I was provided with a sizeable assortment of Votre Vu skincare products, and can only say they were fantastic!  Also seen basking in Votre Vu were Marisa Tomei, James Franco, Melissa Leo, Dancing with the Stars’ Cheryl Burke, and Jennifer Lawrence of Winter’s Bone.




Coats from Sean John and sportswear from Onitsuka Tiger were gifted to celebrities such as Gerard Butler, Adrian Grenier, Kevin Conolly, and upstairs attendees could re-charge their iPhones at the AT&T Café, and partake in gifting from Junk Food Clothing who provided retro 80’s style tees, and comfy but sexy apparel from Bobi.

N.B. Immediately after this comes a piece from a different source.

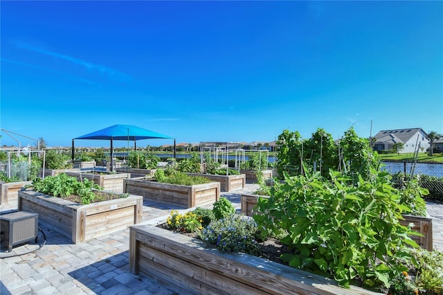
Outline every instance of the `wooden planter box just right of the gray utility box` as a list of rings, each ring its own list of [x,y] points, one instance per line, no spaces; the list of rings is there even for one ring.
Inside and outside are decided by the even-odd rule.
[[[19,211],[38,213],[39,222],[77,244],[141,222],[143,198],[129,196],[82,205],[35,190],[20,190]]]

So, another Sundance comes to a close, and I have partied, skied, and filmed myself to exhaustion (in a good way!). I’ve met and mingled, watched and whined (and wined), and gifted ’til my spirits lifted.  For those who know where to look, there’s an entire sea (or should I say mountain?) of opportunities to meet, mingle, and network with old friends and new acquaintances, getting work, and talking business, done all the while having ridiculous amounts of fun at the plethora of parties, events, panels, lounges, and yes, even the gifting suites.  It is a place where new dreams are born, and old dreams are realized (yes, the last two sentences were lifted straight out of my last year’s roundup, but I liked them, so I’m including them again…)  🙂


So, that’s it for my coverage of the 2010 Sundance Film Festival – the films, the people, the vibe, my gripes and my praises.  If you have an event, film, or lounge you want covered next year, be sure to let me know about it in advance – my schedule gets jam packed up there (as you can probably tell from this Roundup!).  See you at Sundance 2011!